"Bizler de yakında sizlere kavuşacağız"

13/07/2019 Cumartesi Köşe yazarı V.T

“Ey yalnızlık ve ıssızlık ehli. Allahü teâlânın selâmı, üzerinize olsun..."

 

Malkaralı Yahyâ Efendi Osmanlı döneminde, Hanefî mezhebi fıkıh âlimidir. Tekirdağ-Malkara’da doğdu. 1013 (m. 1604)’de Mekke-i mükerremeden İstanbul’a deniz yoluyla dönerken, haçlı korsanları tarafından şehîd edildi. Cenâzesi denize bırakıldı. Bir dersinde buyurdu ki:

Allahü teâlâ, Kur’ân-ı kerîmde hilm sahiplerini övdü. Hazreti Ali (radıyallahü anh) Sıffîn’den Kûfe’ye dönerken, şehrin girişinde bir kabir gördü. “Bu kimin kabridir?” diye sordu. Oradakiler, “Habbâb bin Eret’in kabridir” dediler. Hazreti Ali, kabrin başında durdu ve “Allahü teâlâ, Habbâb bin Eret’e rahmet etsin, isteyerek Müslüman oldu. Yaya olarak hicret etti. Mücâhid olarak yaşadı. Bedenini bu yolda harcadı. Allahü teâlâ, güzel amel işleyenlerin ecrini zayi etmez” dedi.

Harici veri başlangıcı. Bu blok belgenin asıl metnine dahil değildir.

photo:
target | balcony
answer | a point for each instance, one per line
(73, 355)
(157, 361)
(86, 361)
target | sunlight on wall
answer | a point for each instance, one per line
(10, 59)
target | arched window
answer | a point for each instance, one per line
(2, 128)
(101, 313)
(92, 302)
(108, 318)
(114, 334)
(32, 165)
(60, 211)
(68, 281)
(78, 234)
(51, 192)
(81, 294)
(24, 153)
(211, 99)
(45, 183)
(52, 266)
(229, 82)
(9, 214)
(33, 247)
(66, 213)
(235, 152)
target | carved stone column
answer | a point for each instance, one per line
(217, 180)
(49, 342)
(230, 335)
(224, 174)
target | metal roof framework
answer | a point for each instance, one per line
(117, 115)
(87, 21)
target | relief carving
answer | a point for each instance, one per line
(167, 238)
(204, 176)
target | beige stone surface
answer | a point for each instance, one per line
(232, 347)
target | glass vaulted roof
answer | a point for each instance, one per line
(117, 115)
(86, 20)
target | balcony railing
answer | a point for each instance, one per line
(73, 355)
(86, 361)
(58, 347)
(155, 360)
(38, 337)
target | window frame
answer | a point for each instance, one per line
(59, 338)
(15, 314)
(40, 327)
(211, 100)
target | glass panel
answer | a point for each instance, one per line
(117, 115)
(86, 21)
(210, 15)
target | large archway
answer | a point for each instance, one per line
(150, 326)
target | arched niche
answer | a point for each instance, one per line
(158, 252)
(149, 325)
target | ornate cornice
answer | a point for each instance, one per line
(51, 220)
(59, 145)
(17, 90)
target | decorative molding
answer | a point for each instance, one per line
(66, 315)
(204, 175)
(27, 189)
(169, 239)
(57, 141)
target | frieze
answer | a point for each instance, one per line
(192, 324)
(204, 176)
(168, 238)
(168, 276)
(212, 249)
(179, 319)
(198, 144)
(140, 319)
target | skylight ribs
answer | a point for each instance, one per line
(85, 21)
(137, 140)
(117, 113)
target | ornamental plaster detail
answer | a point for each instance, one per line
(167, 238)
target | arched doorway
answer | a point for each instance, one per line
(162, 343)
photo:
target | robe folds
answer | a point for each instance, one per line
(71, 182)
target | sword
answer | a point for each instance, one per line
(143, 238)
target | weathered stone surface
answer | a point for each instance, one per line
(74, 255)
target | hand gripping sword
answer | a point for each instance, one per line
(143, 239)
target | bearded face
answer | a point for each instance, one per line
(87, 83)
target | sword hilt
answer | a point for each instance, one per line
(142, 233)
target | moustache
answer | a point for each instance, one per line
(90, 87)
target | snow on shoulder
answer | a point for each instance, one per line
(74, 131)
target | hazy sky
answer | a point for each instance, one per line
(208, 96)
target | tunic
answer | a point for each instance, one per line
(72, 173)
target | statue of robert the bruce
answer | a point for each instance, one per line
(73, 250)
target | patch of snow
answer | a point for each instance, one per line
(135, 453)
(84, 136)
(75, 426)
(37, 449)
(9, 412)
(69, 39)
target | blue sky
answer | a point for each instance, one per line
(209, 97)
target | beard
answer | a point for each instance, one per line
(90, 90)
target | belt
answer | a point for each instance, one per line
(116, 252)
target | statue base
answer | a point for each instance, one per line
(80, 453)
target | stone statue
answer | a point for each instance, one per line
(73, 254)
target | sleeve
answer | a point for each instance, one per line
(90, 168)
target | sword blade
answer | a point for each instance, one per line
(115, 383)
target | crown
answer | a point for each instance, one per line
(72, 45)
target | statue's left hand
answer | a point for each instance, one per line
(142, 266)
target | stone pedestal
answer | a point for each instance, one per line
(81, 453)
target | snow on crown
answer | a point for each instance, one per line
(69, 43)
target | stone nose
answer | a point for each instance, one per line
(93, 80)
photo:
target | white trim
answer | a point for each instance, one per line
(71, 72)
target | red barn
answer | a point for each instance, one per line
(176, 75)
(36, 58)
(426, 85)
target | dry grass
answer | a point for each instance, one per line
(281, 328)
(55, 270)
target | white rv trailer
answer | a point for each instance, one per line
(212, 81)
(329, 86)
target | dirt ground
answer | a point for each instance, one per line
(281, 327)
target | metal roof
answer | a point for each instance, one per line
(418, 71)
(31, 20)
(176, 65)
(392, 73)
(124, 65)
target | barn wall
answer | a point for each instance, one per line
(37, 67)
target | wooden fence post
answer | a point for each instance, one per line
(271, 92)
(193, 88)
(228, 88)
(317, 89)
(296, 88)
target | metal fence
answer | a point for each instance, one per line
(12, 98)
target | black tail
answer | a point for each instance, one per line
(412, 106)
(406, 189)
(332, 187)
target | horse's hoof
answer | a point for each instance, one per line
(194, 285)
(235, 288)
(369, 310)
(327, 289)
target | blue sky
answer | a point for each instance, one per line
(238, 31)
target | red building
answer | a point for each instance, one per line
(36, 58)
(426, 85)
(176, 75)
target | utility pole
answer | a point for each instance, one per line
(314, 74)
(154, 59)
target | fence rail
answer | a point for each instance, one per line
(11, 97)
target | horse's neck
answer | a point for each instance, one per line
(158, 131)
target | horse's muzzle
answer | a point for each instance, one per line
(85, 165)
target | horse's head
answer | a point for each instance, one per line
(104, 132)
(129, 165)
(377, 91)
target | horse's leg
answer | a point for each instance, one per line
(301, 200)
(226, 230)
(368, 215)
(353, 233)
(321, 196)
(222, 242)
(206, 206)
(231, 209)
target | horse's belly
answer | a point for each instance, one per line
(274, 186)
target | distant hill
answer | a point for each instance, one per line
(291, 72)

Bunları söyledikten sonra, Hazreti Ali yürümeye başladı. Bir de baktı ki, kabir de arkasından geliyordu. Bunun üzerine Hazreti Ali, kabrin önünde durdu ve “Ey yalnızlık ve ıssızlık ehli. Allahü teâlânın selâmı, üzerinize olsun. Sizler bizim selefimizsiniz (önde gelenlerimizsiniz). Bizler, sizlerin takipçileriyiz. Yakında sizlere kavuşacağız. Yâ Rabbî, bizleri ve onları bağışla. Bizlerden ve onlardan azâbını uzaklaştır, öleceğini dâima hatırlayana ve hesâb için hazırlanana, aza kanâat edene ve Allahü teâlânın takdîrine râzı olanlara müjdeler olsun” dedi.

Hazreti Ali sözlerine devam ederek “Mallar taksim edildi. Bizim katımızda bulunan haber bu. Sizin katınızda bulunan haber nedir?” buyurdu.

Hazreti Ali bundan sonra, arkadaşlarına döndü ve “Eğer kabir ehli konuşacak olsaydı. (Âhırete götürülecek en hayırlı azık takvâdır) derlerdi” buyurdu.

Halîfe Ebû Ca’fer Mensûr, hacca geldiğinde Süfyân-ı Sevrî’yi huzûruna çağırdı. Onunla birçok meseleyi istişâre etmek istiyordu. Ebû Mensûr Süfyân’a; “Niçin yanımıza gelmiyorsunuz? Seninle istişârede bulunur, şunu yapın dediklerinizi yapar, yapmayın dediklerinizi yapmayız” dedi. Süfyân-ı Sevrî ona; “Bu hac seferi için ne kadar para harcadınız?” diye sordu. Ebû Mensûr, “Bilmiyorum, vekîllerim ve vezirlerim bilir” deyince, Süfyân-ı Sevrî; “Yarın Allahü teâlânın huzûruna çıktığında bundan sorulunca ne mazeret bulacaksın? Hâlbuki Ömer bin Hattâb hac yaptığında kölesine; 'Bu seferimizde ne kadar harcadık?' diye sordu. Köle; 'Ey müminlerin emîri onsekiz dînâr' dedi. Bunun üzerine Hazreti Ömer; 'Yazıklar olsun bize'  buyurdu” dedi.